By Mike Kuchar
Senior Research Manager
It’s clear why more offensive coordinators are implementing pre-snap shifts and motions this season. Pre-snap movement not only puts a defensive unit on its heels, but also distorts its eye discipline, producing the anxiety needed to slow them down by the time the ball is snapped. But, offensively, the challenge lies in keeping verbiage concise to not confuse players and correlating with what player is moving. We were curious to see how coaches were packaging their movements and concepts into one-word calls. So, to explore how coaches were designing their pre-snap movement verbiage for this coming fall, we reached out to seven offensive coaches- many of them no-huddle advocates- to ask them the following questions:
- What is the signal or verbiage you use for perimeter (receivers and tight ends) motions in your system? Give an example of how is it tied into a play call.
- What is the signal or verbiage your use for perimeter (receiver and tight ends) shifts in your system? Give an example of how is it tied into a play call.
- What is the signal or verbiage your use for backfield motions in your system? Give an example of how is it tied into a play call.
Although their responses are posted anonymously, the contributor list is below:
Contributors (In Alphabetical Order):
- Andrew Coverdale, offensive coordinator, Trinity High School (KY)
- Eric Davis, head football coach, Mankato East High School (MN)
- Dan Ellis, head football coach, Great Valley High School (PA)

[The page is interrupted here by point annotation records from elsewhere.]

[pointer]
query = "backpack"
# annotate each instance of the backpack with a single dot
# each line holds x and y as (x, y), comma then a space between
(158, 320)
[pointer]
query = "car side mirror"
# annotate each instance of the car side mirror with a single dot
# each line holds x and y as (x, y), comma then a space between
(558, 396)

- Gabe Fertitta, offensive coordinator, Catholic High School (LA)
- Matt Kerstetter, offensive coordinator, Westfield High School (TX)

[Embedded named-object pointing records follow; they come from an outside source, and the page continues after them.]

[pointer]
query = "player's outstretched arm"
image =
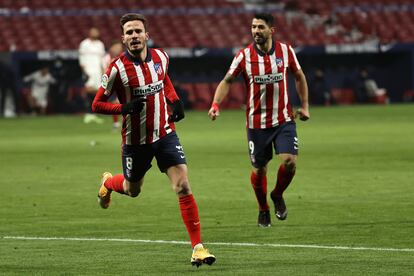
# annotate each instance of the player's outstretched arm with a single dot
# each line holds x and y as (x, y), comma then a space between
(221, 92)
(302, 89)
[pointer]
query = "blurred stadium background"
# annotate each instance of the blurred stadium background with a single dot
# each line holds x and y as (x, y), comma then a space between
(339, 37)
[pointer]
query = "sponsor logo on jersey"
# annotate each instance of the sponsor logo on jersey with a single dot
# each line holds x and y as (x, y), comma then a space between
(269, 78)
(279, 62)
(158, 68)
(149, 89)
(104, 81)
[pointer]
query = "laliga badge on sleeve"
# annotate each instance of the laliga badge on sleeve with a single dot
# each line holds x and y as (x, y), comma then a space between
(104, 82)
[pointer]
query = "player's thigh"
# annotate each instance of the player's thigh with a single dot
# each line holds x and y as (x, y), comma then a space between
(136, 161)
(286, 141)
(169, 152)
(260, 146)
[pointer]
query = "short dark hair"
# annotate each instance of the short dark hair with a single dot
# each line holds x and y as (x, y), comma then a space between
(132, 17)
(266, 17)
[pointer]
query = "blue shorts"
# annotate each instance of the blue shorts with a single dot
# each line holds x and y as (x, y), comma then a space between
(283, 138)
(136, 160)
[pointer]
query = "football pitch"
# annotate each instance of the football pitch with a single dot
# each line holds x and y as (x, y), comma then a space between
(351, 203)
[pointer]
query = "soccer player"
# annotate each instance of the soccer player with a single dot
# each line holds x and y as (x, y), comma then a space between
(270, 119)
(91, 55)
(114, 51)
(140, 80)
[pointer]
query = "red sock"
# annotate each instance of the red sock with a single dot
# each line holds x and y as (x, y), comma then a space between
(115, 183)
(284, 177)
(189, 213)
(259, 183)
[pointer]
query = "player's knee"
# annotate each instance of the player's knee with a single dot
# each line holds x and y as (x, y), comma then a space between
(133, 189)
(261, 171)
(182, 188)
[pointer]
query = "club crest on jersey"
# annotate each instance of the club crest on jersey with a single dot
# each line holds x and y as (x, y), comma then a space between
(104, 81)
(158, 68)
(279, 62)
(269, 78)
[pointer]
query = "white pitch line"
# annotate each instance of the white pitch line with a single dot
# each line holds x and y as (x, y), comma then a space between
(242, 244)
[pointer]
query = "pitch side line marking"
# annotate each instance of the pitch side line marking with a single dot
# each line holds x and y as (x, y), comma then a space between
(215, 243)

- Jeff Russell, offensive coordinator, Wethersfield High School (CT)
- Steve Steele, head football coach, T.F. Riggs High School (SD)

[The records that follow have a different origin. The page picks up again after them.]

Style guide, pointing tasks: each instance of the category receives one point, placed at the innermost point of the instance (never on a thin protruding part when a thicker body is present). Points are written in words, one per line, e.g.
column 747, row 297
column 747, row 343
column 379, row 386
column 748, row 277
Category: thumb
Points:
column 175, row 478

What is the signal or verbiage you use for perimeter (receivers and tight ends) motions in your system? Give an example of how is it tied into a play call.
“We are a no-Huddle Team and most of our motions are verbal. I do not care if the defense knows that motion is coming. We use what we call ‘In’, ‘Across’, and ‘Orbit’ motion. The positions that can in motion are our Slot Receiver (H), our Tight End (Y), or our Tailback (T).
H: Hip, Hack, Hop
Y: Yin, Yankee, Yo
B: Bing, Bang, Bomb
T: Tick, Tack, Toe
For example, if we wanted to motion our Y across into a 2 x 2 set (Race) and run Power Right into the Boundary, we would call / signal ‘Yankee Race Power Right’. We can motion into or out of formations.”
“For speed sweep motions, we tag a 5 or 6 and the receiver that is coming in speed sweep already knows who he is based on the call. For example, 26 is our power play to the right. 526 is power to the right with a speed sweep underneath as a diversion. 5 means the motion comes from the left to the right. 6 means the motion come from the right to the left. 7 and 8 are used for speed sweeps when we will actually mesh or hand off to the speed sweeper. For instance, 28 is our buck sweep play. If we want to hand it off to a WR on speed sweep, we will call 728. Other motions are just tagged as ‘y move’ ‘x move’ and the WR knows the kind of motion that is required.”